I know what it's like to have your name appear on words you didn't write. Coincidentally, my situation involved some of the same people. In an article I wrote covering a GOP convention for
Liberty magazine, the late editor,
Bill Bradford, changed specific passages to take personal swipes at Rockwell and Blumert. I'm not entirely sure what his motivation was. This stirred a few hornets and ultimately resulted in a bit of bad blood between the Mises people and the
Republican Liberty Caucus. Not unlike Ron Paul's situation, I really had a difficult time getting the word out that I didn't come up with those cheap snipes at Rockwell or Blumert, since the damage had been done (I regret that I only
indirectly expressed regret to Burt Blumert for the swipe against him before he passed away). And while I strongly disagreed with the Paleo approach at the time, I'd have never said unkind things about Lew Rockwell personally. I have my issues with some of the excesses and crankiness of a few of the
Lew Rockwell Blog writers, but that's for another article.
With a
$15 trillion national debt, troops stationed all over the globe, and our personal freedoms and privacy being chipped away at, it's difficult for me to imagine how some people justify their obsession with this issue. It came and went years ago. With Ron Paul
leading in Iowa and polling a
strong second in New Hampshire, it is not unlikely that the powers that be - those who benefit from the corporate state and looting the American people - have an interest in slinging as much mud at Ron Paul as they can. It's because he speaks against their power, not because they care about un-PC things that were published in an investment letter or political report 20 years ago.

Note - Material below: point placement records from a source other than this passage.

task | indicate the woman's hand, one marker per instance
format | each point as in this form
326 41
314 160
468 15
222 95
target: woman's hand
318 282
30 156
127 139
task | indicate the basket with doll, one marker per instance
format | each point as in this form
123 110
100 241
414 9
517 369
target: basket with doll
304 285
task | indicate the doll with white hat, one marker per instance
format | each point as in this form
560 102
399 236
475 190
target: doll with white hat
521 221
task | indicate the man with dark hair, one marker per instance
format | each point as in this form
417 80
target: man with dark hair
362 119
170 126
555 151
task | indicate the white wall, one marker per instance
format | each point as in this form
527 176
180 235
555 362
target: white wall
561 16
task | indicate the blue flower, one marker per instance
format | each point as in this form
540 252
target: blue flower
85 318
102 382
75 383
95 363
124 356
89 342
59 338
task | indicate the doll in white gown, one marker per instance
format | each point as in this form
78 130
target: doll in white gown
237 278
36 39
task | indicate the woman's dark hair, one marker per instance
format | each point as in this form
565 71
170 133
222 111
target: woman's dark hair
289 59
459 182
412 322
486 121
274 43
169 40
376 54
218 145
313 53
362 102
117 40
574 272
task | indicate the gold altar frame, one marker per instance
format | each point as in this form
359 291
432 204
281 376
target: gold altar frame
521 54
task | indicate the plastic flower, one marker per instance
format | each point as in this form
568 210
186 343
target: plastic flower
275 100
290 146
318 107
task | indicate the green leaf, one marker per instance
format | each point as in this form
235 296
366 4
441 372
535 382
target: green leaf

An unintended consequence of those spreading the false impression that Ron Paul somehow holds racial views will undoubtedly create sympathy among those who don't care about the issue. It may even succeed in creating support from those who were the original target audience of those passages (i.e. the paleo "redneck outreach" as it was called). We're talking about Republican primary voters here - not the political junkies or bloggers or other nitpickers and meticulous evaluators of the news. Remember that
Rand Paul won the GOP Senate primary in Kentucky and the general election - even after the Civil Rights Act flap stemming from the Rachel Maddow show led to Rand falsely being accused of being a racist, even after
stating his support for the intent of the Civil Rights Act and most of its planks -- as well as stating he would not seek its repeal.

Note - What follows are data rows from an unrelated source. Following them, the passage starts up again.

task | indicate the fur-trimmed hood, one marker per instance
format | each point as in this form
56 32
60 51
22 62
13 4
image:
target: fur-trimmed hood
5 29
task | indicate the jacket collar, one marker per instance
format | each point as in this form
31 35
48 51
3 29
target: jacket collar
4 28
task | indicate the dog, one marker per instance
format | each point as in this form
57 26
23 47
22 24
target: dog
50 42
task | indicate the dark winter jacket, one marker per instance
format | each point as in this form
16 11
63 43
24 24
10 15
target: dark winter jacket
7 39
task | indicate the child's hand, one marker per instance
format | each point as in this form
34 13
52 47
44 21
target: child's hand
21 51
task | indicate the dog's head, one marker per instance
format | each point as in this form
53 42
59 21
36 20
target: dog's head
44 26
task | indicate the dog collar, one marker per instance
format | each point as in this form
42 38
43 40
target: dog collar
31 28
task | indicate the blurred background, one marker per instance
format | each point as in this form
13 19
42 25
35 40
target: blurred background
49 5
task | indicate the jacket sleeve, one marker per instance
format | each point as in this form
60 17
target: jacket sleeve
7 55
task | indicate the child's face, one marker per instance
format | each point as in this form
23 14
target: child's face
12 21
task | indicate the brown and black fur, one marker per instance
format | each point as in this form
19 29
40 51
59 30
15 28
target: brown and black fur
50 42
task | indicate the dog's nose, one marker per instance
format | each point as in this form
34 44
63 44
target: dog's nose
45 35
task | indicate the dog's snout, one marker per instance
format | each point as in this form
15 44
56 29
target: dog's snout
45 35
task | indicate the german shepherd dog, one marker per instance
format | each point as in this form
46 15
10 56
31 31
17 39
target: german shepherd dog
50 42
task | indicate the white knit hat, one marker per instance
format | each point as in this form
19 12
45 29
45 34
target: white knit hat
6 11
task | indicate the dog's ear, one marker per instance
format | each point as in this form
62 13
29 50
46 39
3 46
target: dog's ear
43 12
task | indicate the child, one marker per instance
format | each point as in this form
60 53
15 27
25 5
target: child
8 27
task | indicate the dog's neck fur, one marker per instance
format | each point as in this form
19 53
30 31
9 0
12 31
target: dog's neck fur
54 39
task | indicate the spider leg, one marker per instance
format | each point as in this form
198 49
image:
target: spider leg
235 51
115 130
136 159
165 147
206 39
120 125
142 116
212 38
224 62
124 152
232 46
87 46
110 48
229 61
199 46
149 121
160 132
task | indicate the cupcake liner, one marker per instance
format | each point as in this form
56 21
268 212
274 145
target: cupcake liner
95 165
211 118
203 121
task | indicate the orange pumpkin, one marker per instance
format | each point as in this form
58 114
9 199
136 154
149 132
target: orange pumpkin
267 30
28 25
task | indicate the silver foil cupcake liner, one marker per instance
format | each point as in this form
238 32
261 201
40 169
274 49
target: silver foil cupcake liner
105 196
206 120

It should be noted that Governor
Gary Johnson is officially out of the GOP running and intends to seek the LP nomination - I also think he's absolutely great and have met with him and attended several of his events. Best of luck to him.
At the end of the day, Ron Paul remains the best candidate in the GOP race. By far. No one else in the running speaks out against unconstitutional wars, the financial manipulations by the banks and the Fed, the drug war, out-of-control spending and the erosion of our civil liberties.
TDW
If anything I've written is factually incorrect, I welcome any civil comments with corrections.